Lee Jun-seok, leader of the Reform Party./Courtesy of News1

Reform Party leader Lee Jun-seok declared support for People Power Party candidate Yoo Ui-dong, who is running in the National Assembly by-election for Pyeongtaek B in Gyeonggi Province. Pyeongtaek B has a five-way race among the People Power Party, the Democratic Party of Korea, the Rebuilding Korea Party, Freedom and Innovation, and The Progressive Party.

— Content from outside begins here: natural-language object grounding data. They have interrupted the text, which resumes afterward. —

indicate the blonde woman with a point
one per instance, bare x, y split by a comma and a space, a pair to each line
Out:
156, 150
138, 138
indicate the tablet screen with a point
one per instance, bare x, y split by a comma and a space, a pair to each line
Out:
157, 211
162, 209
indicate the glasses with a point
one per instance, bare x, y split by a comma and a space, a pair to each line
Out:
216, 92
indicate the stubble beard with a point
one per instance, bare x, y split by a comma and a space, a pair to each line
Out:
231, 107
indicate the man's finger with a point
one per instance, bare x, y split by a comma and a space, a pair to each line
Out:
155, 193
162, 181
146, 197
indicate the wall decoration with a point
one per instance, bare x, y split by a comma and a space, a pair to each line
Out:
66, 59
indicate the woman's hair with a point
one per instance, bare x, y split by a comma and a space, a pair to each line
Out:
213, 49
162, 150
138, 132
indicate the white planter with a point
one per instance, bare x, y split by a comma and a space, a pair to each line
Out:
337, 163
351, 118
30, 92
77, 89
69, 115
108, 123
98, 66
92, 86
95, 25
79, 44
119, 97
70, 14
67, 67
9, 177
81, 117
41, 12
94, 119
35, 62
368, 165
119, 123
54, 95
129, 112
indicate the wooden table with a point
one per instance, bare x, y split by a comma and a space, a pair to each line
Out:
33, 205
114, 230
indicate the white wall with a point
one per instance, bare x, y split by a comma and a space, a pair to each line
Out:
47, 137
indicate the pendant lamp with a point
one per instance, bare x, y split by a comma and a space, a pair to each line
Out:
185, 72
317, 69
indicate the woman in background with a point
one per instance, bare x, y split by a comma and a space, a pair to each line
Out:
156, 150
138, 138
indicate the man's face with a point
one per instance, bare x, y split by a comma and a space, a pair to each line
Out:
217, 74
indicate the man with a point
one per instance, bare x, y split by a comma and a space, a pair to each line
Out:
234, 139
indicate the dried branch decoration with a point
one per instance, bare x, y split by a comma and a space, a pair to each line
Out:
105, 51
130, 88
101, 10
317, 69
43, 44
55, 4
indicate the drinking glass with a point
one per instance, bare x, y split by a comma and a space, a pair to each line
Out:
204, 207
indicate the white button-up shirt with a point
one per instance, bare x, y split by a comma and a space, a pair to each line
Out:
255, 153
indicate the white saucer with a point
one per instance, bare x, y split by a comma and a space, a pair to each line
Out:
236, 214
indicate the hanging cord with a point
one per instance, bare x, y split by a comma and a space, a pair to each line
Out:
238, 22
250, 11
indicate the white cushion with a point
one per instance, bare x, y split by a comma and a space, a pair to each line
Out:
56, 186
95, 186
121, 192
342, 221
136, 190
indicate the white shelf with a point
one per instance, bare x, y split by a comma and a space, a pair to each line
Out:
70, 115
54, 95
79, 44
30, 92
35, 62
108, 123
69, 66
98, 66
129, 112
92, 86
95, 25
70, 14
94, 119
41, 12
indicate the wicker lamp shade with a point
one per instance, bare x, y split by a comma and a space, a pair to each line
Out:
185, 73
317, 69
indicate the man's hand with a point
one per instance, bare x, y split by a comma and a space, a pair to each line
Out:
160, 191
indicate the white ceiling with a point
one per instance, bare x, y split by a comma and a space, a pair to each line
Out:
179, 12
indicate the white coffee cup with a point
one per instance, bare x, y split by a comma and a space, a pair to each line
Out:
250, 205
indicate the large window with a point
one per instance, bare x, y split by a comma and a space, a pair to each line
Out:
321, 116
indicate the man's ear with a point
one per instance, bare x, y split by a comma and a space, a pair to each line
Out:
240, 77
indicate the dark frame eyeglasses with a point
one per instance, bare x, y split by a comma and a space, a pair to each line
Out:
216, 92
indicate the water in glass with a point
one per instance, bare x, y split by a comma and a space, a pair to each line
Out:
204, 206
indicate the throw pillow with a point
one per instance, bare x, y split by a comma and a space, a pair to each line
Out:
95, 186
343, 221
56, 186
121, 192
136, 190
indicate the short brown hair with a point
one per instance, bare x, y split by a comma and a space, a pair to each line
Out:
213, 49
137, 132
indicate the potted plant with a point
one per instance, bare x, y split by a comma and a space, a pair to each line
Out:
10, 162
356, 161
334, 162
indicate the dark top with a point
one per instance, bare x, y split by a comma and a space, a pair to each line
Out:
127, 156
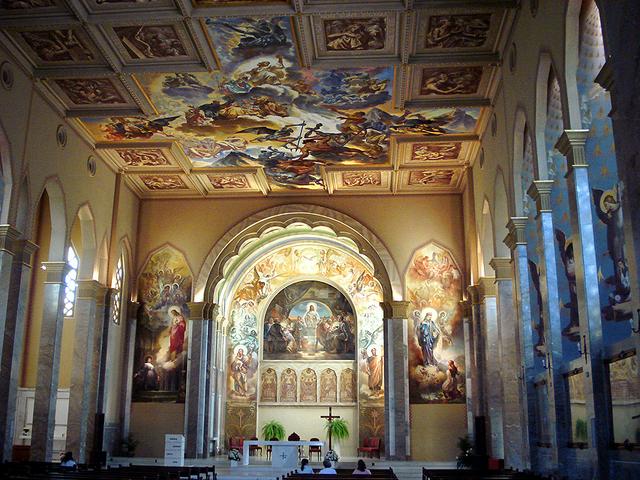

The Reform Party did not field a separate candidate.

On the 28th, Lee wrote on Facebook, "Not as the Reform Party leader but, if I may, as a lawmaker who must protect the rights and interests of engineering and science engineers and researchers in southern Gyeonggi, I would like to ask (voters)," adding, "For Godeok International New Town (Pyeongtaek B, Gyeonggi) and Dongtan (Hwaseong, Gyeonggi) to join hands and develop together, please help Yoo Ui-dong, who has shared the same concerns with me for more than a dozen years, to work in the National Assembly once again."

Lee said, "Some figures in the Democratic Party are bringing up the idea of moving the semiconductor belt of southern Gyeonggi to Saemangeum (North Jeolla Province) and to South Jeolla Province," and pointed out, "Forcibly scattering a semiconductor production ecosystem with world-class competitiveness for political justification does not help those regions and is an even greater loss to the nation as a whole."

He continued, "Yoo Ui-dong is someone I earnestly recruited as policy committee chair when I was leading the People Power Party, and there is long-built trust," adding, "Without any responsibility for martial law or the Yoon Suk-yeol administration's misrule, he has always spoken straightforwardly even within it."

Lee said, "If the residents of Dongtan persuade their colleagues who work in Pyeongtaek, we will gain another lawmaker (Yoo Ui-dong) who will work together to solve Dongtan's issues," adding, "If the residents of Pyeongtaek respond in kind, then we will have two lawmakers who will work together to solve even Pyeongtaek's issues."

Lee cited allegations that Democratic Party candidate Kim Yong-nam ran an illegal lending firm and controversy over the child's paper of Rebuilding Korea Party candidate Cho Kuk, saying, "With the pride of the two cities built on the sweat of engineering and science and on research ethics, I hope voters will strike from consideration those with such controversies."